Per sfruttare appieno il potenziale occupazionale della transizione ad economie più rispettose dell’ambiente, è necessario sviluppare nuove competenze professionali. Questo è quanto veniva evidenziato, nel rapporto del 2011 “Skills for Green Jobs: A Global View” dell’Organizzazione Internazionale del Lavoro – ILO. Ad oggi, purtroppo, le politiche in materia di competenze e le politiche ambientali sono ancora troppo spesso trattate separatamente e, anziché incoraggiare la formazione dei futuri lavoratori e la riqualificazione dei lavoratori di imprese cosiddette “brown”, si è preteso solo il mantenimento dei livelli occupazionali.
Vero che un cambiamento del profilo delle competenze delle professioni esistenti richiede sforzi significativi per quanto riguarda la revisione dei piani di studio, delle qualifiche accademiche e dei programmi di formazione esistenti, a tutti i livelli di istruzione e formazione, ma nella fase di ricostruzione di un’economia necessariamente orientata alla sostenibilità, è uno sforzo dovuto, altrimenti la carenza di competenze ostacolerebbe la ormai urgente transizione energetica.
Tra la rivoluzione industriale 4.0 e quella 5.0 deve esserci una rivoluzione ambientale, sociale ed ecologica volta a garantire una giusta transizione sia in relazione all’adeguamento dei sistemi di formazione e di istruzione, sia in tema di investimenti di politiche attive volte alla riqualificazione e alla creazione di nuovi posti di lavoro.
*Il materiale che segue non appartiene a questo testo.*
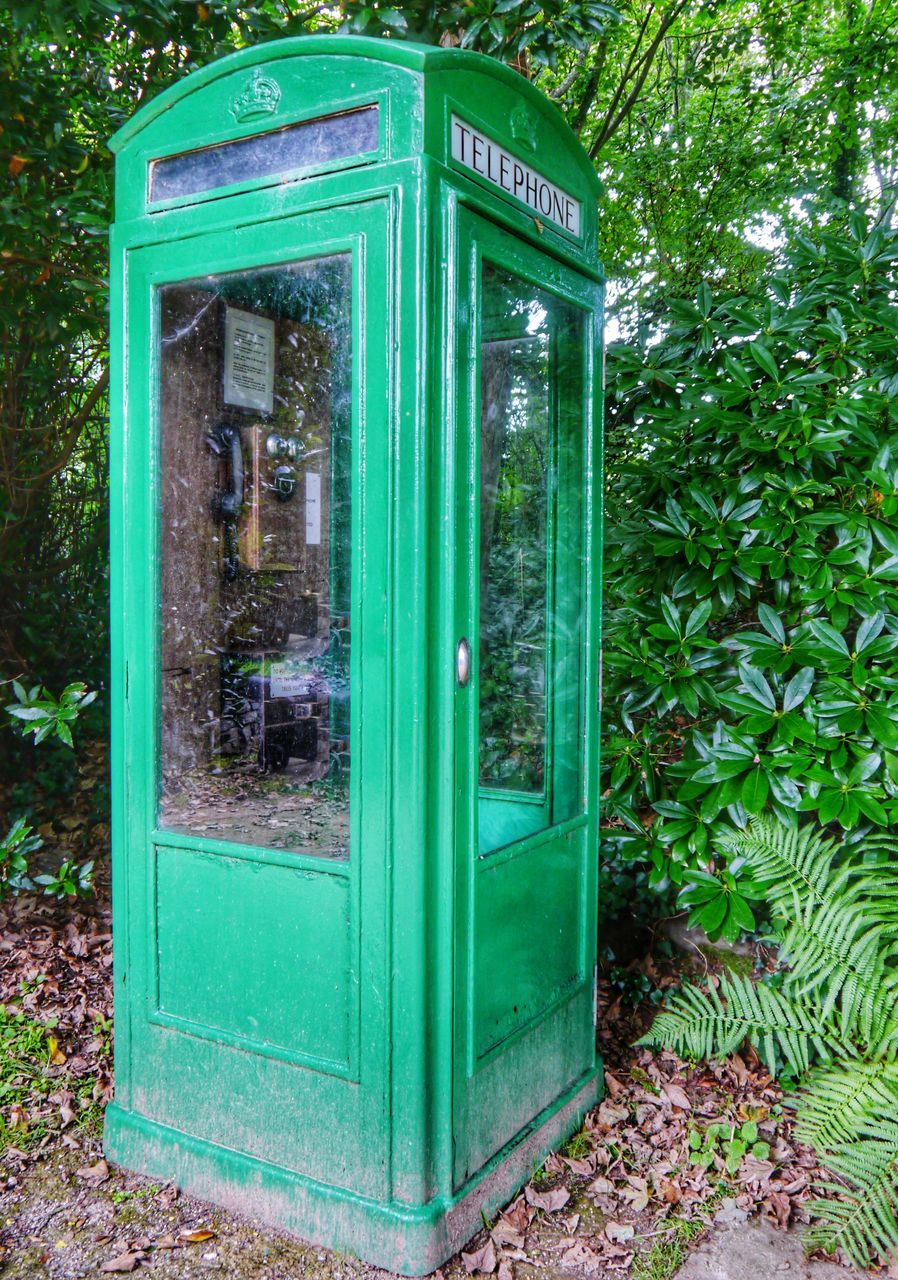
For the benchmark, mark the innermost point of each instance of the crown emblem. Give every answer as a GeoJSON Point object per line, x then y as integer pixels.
{"type": "Point", "coordinates": [522, 128]}
{"type": "Point", "coordinates": [260, 97]}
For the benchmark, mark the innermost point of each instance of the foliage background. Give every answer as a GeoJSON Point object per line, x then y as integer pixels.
{"type": "Point", "coordinates": [750, 165]}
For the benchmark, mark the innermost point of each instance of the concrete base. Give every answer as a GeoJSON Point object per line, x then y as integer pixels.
{"type": "Point", "coordinates": [411, 1239]}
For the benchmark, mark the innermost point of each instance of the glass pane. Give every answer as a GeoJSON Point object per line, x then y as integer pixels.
{"type": "Point", "coordinates": [256, 457]}
{"type": "Point", "coordinates": [531, 544]}
{"type": "Point", "coordinates": [299, 146]}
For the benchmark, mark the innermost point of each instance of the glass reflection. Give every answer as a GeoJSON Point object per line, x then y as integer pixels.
{"type": "Point", "coordinates": [256, 536]}
{"type": "Point", "coordinates": [531, 557]}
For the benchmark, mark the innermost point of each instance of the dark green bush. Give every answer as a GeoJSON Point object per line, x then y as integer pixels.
{"type": "Point", "coordinates": [751, 615]}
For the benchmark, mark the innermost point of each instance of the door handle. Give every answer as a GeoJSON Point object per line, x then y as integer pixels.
{"type": "Point", "coordinates": [463, 662]}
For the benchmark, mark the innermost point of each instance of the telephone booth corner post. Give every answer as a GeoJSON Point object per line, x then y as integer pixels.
{"type": "Point", "coordinates": [356, 554]}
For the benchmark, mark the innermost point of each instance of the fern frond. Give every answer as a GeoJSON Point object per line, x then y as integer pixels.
{"type": "Point", "coordinates": [838, 959]}
{"type": "Point", "coordinates": [699, 1022]}
{"type": "Point", "coordinates": [864, 1221]}
{"type": "Point", "coordinates": [838, 1101]}
{"type": "Point", "coordinates": [793, 863]}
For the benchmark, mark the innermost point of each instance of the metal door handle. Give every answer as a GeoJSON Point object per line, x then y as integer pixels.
{"type": "Point", "coordinates": [463, 662]}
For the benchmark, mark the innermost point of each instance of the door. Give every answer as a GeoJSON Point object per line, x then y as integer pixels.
{"type": "Point", "coordinates": [256, 640]}
{"type": "Point", "coordinates": [525, 726]}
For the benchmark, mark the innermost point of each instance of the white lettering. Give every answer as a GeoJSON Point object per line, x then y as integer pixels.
{"type": "Point", "coordinates": [486, 158]}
Oggi più che mai, dove le conseguenze di questa pandemia sono devastanti, dobbiamo utilizzare in modo ecologicamente resiliente i vantaggi di una riconversione energetica. Per sfruttare al meglio le opportunità create dal processo di de-carbonizzazione è necessario ripensare in chiave integrata e inclusiva una nuova organizzazione e cultura del lavoro. Potenzialmente, tutti i lavori possono essere più verdi e possono perseguire come valore comune la sicurezza e la salute dei lavoratori ma anche il benessere ambientale.
L’integrazione dello sviluppo sostenibile e la consapevolezza sulle tematiche ambientali a tutti i livelli dell’istruzione e della formazione – a partire dalla prima infanzia – contribuirà a modificare il comportamento dei consumatori e spingerà le forze del mercato a portare avanti piani sempre più sostenibilmente ambiziosi. Allo stesso tempo, però, le imprese devono investire e poter attingere alle competenze necessarie per lo sviluppo dei propri modelli economici, in quanto la possibilità di reclutare una forza lavoro qualificata costituisce una condizione chiave per l’innovazione e la competitività.
È necessario promuovere lo sviluppo di strategie di formazione nazionali sulla base di politiche industriali miranti alla riduzione delle emissioni a livello nazionale ed europeo; negoziare accordi per anticipare i bisogni di competenze specialmente nei settori e nelle loro filiere maggiormente interessati (edilizia, trasporti, automobilistico, manifatturiero ed energia); utilizzare i meccanismi di informazione e consultazione all’interno delle imprese, sia a livello nazionale che europeo, al fine di anticipare al meglio i cambiamenti strategici, economici e tecnologici e i relativi impatti su abilità e competenze; prevedere di includere nei rapporti di Responsabilità Sociale delle Imprese quanto compiuto in materia di formazione o riqualificazione dei lavoratori relativamente alle politiche climatiche ed energetiche. In poche parole: prevedere le competenze per rafforzare l’occupabilità.